Still a little too distracted to focus on a proper post.  So here are a few little things that always get me in the solar plexus.  And don't demand too much from me as far as getting them out to you.

Paola Navone:  she is an Italian designer/decorator who lives, works between Milan and China.  I love everything she does.  If she were a painter she would be a conceptualist and do a lot of systems paintings.  She is extremely rigorous in imposing order by groupings of things and limiting her color palette.  And playing with scale. It's a way of showcasing their subtle differences and special qualities.  She seems very interested in the lines of the pieces she chooses and their playful sculptural forms.  If she played an instrument you would have to call what she does world music.  Now why do I like her so.....??????  Chinese influences,....Italian......hmmmmmm


This would be a great party or work space.
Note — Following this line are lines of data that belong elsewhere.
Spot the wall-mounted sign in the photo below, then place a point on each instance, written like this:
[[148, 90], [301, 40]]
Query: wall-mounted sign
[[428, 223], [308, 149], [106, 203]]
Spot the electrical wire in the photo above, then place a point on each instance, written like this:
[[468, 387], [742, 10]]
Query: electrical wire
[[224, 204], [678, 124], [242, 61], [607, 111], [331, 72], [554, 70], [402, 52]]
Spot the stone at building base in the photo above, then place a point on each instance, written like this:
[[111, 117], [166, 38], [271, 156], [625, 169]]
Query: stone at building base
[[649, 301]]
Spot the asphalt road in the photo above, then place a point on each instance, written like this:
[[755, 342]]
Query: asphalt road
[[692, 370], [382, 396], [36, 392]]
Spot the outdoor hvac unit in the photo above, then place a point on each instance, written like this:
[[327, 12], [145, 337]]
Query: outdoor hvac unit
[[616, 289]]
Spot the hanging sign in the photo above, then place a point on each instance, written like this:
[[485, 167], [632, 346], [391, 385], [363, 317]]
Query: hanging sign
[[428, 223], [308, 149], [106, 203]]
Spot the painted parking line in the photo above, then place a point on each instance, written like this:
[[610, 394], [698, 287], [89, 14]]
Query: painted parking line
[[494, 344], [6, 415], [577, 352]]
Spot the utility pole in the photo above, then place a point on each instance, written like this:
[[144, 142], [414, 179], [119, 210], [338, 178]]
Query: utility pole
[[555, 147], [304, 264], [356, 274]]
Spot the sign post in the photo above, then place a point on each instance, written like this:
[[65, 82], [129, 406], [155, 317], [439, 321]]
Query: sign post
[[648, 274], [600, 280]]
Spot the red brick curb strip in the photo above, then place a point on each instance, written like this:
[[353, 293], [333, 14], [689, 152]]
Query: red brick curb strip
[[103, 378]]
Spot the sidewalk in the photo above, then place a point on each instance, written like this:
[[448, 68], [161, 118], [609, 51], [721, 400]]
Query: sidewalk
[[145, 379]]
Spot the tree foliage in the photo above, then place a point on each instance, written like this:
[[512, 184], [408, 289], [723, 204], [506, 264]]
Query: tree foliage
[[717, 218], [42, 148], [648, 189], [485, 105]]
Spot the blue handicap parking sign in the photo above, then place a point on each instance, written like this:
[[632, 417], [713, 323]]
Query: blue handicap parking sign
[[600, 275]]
However for hubby and me, a little cozy room at the back with deep sofas with high sides to pass out in would be a definite requirement.   Did you also notice the juicy berry red accents that give the whole room that special reckless sparkle?  This space appeared in Marie-Claire Maison sometime in the past 3-5 years.  I will yet get to proper credit giving!

I was going to post something else but I'm reminded that I had a bit of a technical glitch a little while back and those images won't upload.  Have to have someone cleverer than me sort that out for once and for all when he gets home.

So instead here's a little something that has been glinting at me from my I-photo albums all week.  We're well past the season now but the little glimmer of light - some silver, some gold and the formal geometries of the balcony and the potted trees feels reassuring and like a bit of a pick-me-up.

Thanks so much to all of you who've left comforting and encouraging thoughts.  Can't tell you how much it helps.  I've also had a great response from people here in L.A. so think I'm on the right track at least, Dr.-wise.  Meanwhile the Mongol Prince remains so solid, silky, placid and loving that's it's just mind-boggling to consider that we are where we are.  Tomorrow a.m. first visit with the specialist.  I know your thoughts are with me.  Thanks mes filles!  (With all my heart.)

*  And to do my part in breaking down those awful stereotypes about greater affinities girls might have for cats and  boys for dogs, so far, ALL the men in my life have been telling me: "Go for it, empty the checkbook and make sure you keep hold of that Mongol Prince for at least another two years!"